A few years after my final immigration, I heard that Joshie Goldmann was coming to the fractured Italian peninsula. Some jerk from Bologna had made a documentary about the heyday of Post-Human Services, and the medical school of the university had flown in whatever was left of Joshie.
“We’re all going to die,” Grace Kim once said to me, echoing Nettie Fine. “You, me, Vishnu, Eunice, your boss, your clients, everyone.” If any part of my diaries yields anything resembling the truth, it is Grace’s lament. (Or perhaps it is no lament at all.)

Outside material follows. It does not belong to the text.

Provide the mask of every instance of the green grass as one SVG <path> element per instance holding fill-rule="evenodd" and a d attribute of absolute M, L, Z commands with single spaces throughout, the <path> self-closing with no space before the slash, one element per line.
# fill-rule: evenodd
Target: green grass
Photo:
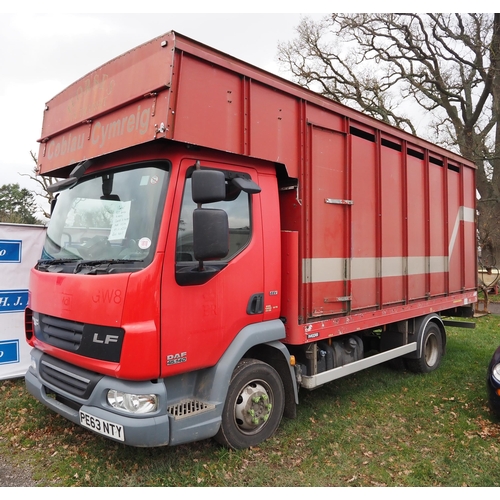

Onstage, my ersatz papa’s face, initially contorted into a serious academic expression, quickly fell apart, and he began to twitch from the recently discovered Kapasian Tremors associated with the reversal of dechronification. Drooling magnificently over his interpreter, he told us, without preamble or apology: “We were wrong. The antioxidants were a dead end. There was no way to innovate new technology in time to prevent complications arising from the application of the old.
“Our genocidal war on free radicals proved more damaging than helpful, hurting cellular metabolism, robbing the body of control. In the end, nature simply would not yield.”
And, like an idiot, I started to feel sorry for him. When the clients began to die, when the tremors started and the organs failed, the Staatling-Wapachung board of directors fired Joshie. Howard Shu took over Post-Human Services and made of it what he’d always imagined, an enormous lifestyle boutique doling out spa appointments and lip-enhancement surgery. Eunice left Joshie even before the decline began. I know little about the young man she left him for, but what information I have points to a person of perfectly decent temperament and controlled ambition, a Scotsman. For a time, at least, I know they made a home together outside of Aberdeen, a city in the northern reaches of HSBC-London. Their relationship was the only product of the one semester she had spent at Goldsmiths College in London proper, where she had attempted to study art or finance with Joshie’s encouragement.